I step past his threshold and repeat things like “you’re lucky you’re cute” and “Lucas, it’s so early”, but that’s all just for me to stretch my vocal chords. He doesn’t care. He’s just happy that I’m here and, if I’m being honest, it’s rather sweet. I mean it when I say that he’s lucky he’s cute. Without his adorable face, he would surely face the same fate as that family of geese on many a morning.
I stumble in and fumble about with the remote to put on an episode of Sesame Street. With each slight pause I take to readjust my misfiring brain synapses, he lets out a small baby-elephant-sounding whine of impatience that cuts through me like jigsaw. Each time he does, I stop and give him a deadpanned look of annoyance. Of course, that just leads to more whines, so I’m the first of us to stop. I become his morning servant. I find the exact episode his highness wants and try to return to bed.
Nice try, sucker. He’s still up and there are more flying toys to follow. As the show goes through the ebbs and flows of segments he enjoys, he returns to throw heavy objects into the hallway.
Cookie Monster singing his way through the opening? Happy Lucas clapping along in his room.
An orange Muppet taking him to Magic School for a demonstration? Screams and beads on the floor.

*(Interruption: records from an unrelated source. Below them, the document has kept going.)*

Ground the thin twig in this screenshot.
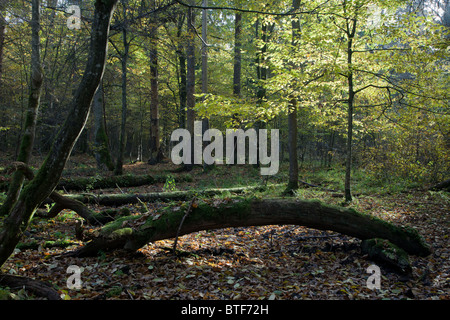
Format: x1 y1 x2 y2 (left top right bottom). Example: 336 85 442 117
173 197 196 255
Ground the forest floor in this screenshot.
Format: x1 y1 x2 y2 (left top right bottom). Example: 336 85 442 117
0 155 448 300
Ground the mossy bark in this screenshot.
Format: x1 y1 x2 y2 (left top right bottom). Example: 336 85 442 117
53 185 269 206
0 0 118 268
43 191 124 225
1 173 194 193
362 238 412 274
68 197 431 258
57 174 157 191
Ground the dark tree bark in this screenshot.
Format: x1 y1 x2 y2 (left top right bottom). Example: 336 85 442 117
148 3 162 165
201 0 211 170
0 274 61 300
93 83 114 171
286 0 301 193
344 11 357 203
230 12 242 163
0 3 5 151
114 3 130 176
176 13 187 129
0 0 118 268
430 179 450 191
68 197 431 258
184 2 196 171
233 13 242 98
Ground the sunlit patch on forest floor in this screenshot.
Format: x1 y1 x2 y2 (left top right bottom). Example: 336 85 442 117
0 156 448 300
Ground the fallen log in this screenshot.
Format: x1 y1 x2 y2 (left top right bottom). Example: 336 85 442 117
0 173 194 193
361 238 412 274
0 274 61 300
429 179 450 192
56 185 271 206
67 197 431 258
37 191 126 226
56 174 193 192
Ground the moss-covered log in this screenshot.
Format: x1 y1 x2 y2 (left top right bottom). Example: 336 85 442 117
68 197 431 258
0 274 60 300
0 173 195 193
361 238 412 274
55 185 269 206
430 179 450 192
41 191 126 225
55 174 193 192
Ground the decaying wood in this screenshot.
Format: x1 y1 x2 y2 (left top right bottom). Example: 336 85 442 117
0 274 61 300
429 179 450 192
49 185 270 207
2 161 117 225
67 197 431 258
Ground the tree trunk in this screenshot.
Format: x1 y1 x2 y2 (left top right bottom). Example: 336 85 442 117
148 7 162 165
286 0 301 193
185 3 196 171
43 191 118 225
233 13 242 98
176 14 187 129
345 15 357 203
201 0 211 171
0 274 61 300
0 0 118 268
430 179 450 191
231 12 242 164
115 1 130 176
0 3 5 147
68 197 431 258
93 83 114 171
0 0 43 217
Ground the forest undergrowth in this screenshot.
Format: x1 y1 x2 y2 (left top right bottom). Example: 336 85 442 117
0 155 448 300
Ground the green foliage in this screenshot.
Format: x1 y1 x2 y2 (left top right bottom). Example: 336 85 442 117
163 175 177 192
0 192 6 206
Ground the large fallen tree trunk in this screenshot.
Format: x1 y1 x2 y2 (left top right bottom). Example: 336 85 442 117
0 173 194 193
429 179 450 192
51 185 271 207
56 174 192 192
0 274 61 300
68 197 431 258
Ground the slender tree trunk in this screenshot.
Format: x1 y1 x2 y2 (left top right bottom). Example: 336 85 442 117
201 0 211 170
0 0 43 217
0 3 5 125
286 0 301 193
345 16 357 203
0 6 4 87
0 0 117 268
185 3 196 171
115 6 129 176
233 13 242 98
93 83 114 171
176 14 187 129
0 7 5 151
148 10 161 165
231 12 242 164
254 19 270 168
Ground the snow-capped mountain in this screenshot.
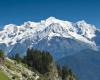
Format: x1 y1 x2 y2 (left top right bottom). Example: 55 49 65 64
0 17 100 59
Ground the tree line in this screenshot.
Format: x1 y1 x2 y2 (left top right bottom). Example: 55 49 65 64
0 49 77 80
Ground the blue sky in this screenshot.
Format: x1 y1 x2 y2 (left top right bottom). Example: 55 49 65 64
0 0 100 28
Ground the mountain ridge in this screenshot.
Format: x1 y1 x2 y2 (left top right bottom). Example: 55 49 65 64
0 17 100 59
58 49 100 80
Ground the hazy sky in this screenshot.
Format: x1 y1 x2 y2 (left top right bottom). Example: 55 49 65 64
0 0 100 28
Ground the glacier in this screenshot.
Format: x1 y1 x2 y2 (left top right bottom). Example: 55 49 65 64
0 17 100 60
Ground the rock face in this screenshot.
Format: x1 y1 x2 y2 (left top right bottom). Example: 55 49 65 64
58 49 100 80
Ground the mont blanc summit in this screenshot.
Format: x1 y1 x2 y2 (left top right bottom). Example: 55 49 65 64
0 17 99 59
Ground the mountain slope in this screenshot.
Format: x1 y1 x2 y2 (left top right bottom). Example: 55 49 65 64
0 58 39 80
0 70 10 80
58 49 100 80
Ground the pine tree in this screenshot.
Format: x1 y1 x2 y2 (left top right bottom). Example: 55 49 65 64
25 48 53 74
62 66 69 80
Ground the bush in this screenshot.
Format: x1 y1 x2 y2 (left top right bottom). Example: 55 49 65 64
0 50 4 58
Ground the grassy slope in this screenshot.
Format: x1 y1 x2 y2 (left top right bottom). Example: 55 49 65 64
0 70 10 80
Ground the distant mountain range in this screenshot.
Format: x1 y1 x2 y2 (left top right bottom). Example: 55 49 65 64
0 17 100 80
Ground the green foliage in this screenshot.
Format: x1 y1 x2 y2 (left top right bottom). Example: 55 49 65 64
62 66 69 79
25 48 53 74
8 48 77 80
0 49 4 58
0 70 10 80
57 64 76 80
4 59 16 71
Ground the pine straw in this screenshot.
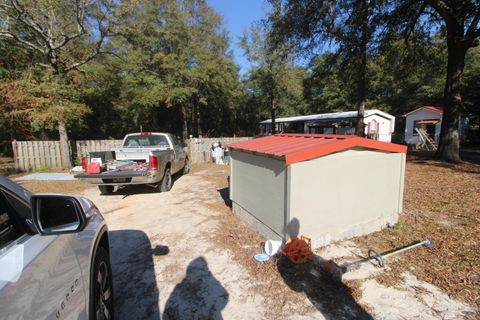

He’s a movie critic who, instead of thumbs up, uses projectiles to express displeasure. The more I tune him out, the more he finds to chuck in my direction. My son is the nine year old boy equivalent of the crazy woman in Fatal Attraction. If he had words, in this moment, they would be, “I won’t just be ignored.”
And he won’t. Eventually, he wins the fight, I give up the ghost, and I’m back in his room picking out a T-Shirt that says “Awesome” on it or something. He, as usual, is being adorable and grinning ear to ear while occasionally tapping me on the arm. When I look down, he puts his lips on my cheek and I melt. I told you he’s lucky that he’s cute.
Keep in mind, the sun is barely up and I haven’t had any coffee yet. Once he’s dressed and his gate swings open, he pushes past me and runs into the kitchen with more energy than I have by midday. He darts around in circles, waiting for me to take his signature French toast sticks from the freezer and, when I do, he taps the box twice with the back of his hand to signal his approval. Then, like Kaiser Soze – poof – he’s gone.
My boy dashes back to his room as I’m left standing there trying to will the energy to pour a glass of water for my morning pills and then another for the coffee maker. Two cups of liquid seems like such a rough task. I can barely move from the spot I’m standing in. My feet don’t seem to work.
His do. In fact, he’s back in my personal space within seconds, dancing around my lifeless body like the Voodoo Priest at a goose family sacrifice. If he had a cauldron of burning incense, the ceremony would be complete. He claps, marches in circles, and stands on his tip toes to check that the toaster is still toasting his food. The second it pops out, he stares at me like, “Well…we’re all waiting!”
So I feed him. Then we proceed to do nothing for two hours because the freakin’ bus comes at like 8:45 and we could have been asleep this whole time.
Eventually it does come and he rides off to school. Once he’s gone, I immediately miss him. I wait all day for his triumphant return and, when it comes, he’s just as amped up as he was when he left. If this was a friend of mine, I would be convinced he had a speed problem. He’s like a human energy drink without an off switch.
I bring him inside and open his backpack to read the note from his teacher about the day that I sent him off to. There is usually a familiar statement:
Lucas had a good day. Although, he did seem rather tired when it came time to do work.
Yeah, I bet he did, lady. I can relate. I watch him screaming in the den as he clutches his iPad and think, “You little actor. You’re lucky you’re so cute.”